Command-Line Interface#

The primary CLI entrypoint is the kimodo_gen command. This corresponds to the script located in kimodo/scripts/generate.py, therefore you can equivalently use python -m kimodo.scripts.generate.

Docker Usage: If you set up Kimodo with Docker, you can instead run generation inside the Docker container, replacing kimodo_gen XXX with docker compose run --rm demo kimodo_gen XXX. If you will be running generation multiple times, it is better to start the demo container (e.g., in another terminal or in the background), and then run commands inside it with docker compose exec demo kimodo_gen XXX.

Single Prompt Generation:

kimodo_gen "A person walks forward." \
    --model Kimodo-SOMA-RP-v1 \
    --duration 5.0 \
    --output output

The --model command corresponds to the Kimodo model checkpoint to generate with. By default, the Kimodo-SOMA-RP-v1 is used if not provided. The output motion will be saved using the stem name given by --output in the Kimodo output format. If generating with a G1 or SMPL-X model, you can also save to other output formats like MuJoCo qpos CSV file and AMASS NPZ format.

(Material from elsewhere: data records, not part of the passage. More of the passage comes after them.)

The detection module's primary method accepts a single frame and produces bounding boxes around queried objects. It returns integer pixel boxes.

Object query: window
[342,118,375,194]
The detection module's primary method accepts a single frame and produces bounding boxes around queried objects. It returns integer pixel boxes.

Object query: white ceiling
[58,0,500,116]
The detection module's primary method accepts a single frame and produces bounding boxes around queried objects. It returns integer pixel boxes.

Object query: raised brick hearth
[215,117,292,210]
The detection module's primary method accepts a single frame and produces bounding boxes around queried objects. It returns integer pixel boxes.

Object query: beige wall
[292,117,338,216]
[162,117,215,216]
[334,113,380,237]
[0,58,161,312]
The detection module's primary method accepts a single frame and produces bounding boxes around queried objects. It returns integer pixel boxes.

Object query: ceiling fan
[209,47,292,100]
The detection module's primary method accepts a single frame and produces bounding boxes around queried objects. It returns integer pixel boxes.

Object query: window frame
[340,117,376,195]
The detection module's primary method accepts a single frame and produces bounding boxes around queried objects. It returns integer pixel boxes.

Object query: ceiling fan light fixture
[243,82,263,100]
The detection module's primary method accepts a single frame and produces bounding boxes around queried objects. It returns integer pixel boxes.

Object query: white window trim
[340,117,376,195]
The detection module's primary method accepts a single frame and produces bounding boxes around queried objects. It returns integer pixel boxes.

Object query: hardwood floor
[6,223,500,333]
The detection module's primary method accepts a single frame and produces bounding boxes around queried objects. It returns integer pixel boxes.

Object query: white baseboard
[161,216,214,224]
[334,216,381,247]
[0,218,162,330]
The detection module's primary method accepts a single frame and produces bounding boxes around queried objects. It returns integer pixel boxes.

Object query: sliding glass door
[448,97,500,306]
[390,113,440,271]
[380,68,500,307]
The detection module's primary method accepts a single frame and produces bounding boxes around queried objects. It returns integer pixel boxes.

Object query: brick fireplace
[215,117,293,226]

For offline conversion between Kimodo NPZ, AMASS NPZ, SOMA BVH, and G1 MuJoCo CSV after generating, use kimodo_convert (see Motion format conversion).

Multi-Prompt Generation:

Generating from a sequence of text prompts can be achieved by using multiple sentences separated by periods with corresponding durations:

kimodo_gen "A person walks forward. A person is walking backwards." \
    --duration "5.0 4.0" \

This command will use Kimodo to generate each prompt in sequence, with constraints added to the beginning of the second prompt to ensure continuity with the first generated motion. You can control how many frames are used to blend consecutive motions with the --num_transition_frames argument.

Single Prompt with Constraints:

Generation can be constrained by providing a constraints JSON file (see the Constraints Format Definition).

kimodo_gen "A person walks forward and picks something up from the ground." \
    --model Kimodo-SOMA-RP-v1 \
    --duration 5.0 \
    --constraints kimodo/assets/demo/examples/kimodo-soma-rp/03_full_body_keyframes/constraints.json

Constraint files can be created and saved from the interactive demo or manually defined following the constraints format guide.

Output Formats#

For full details on output formats, see this page.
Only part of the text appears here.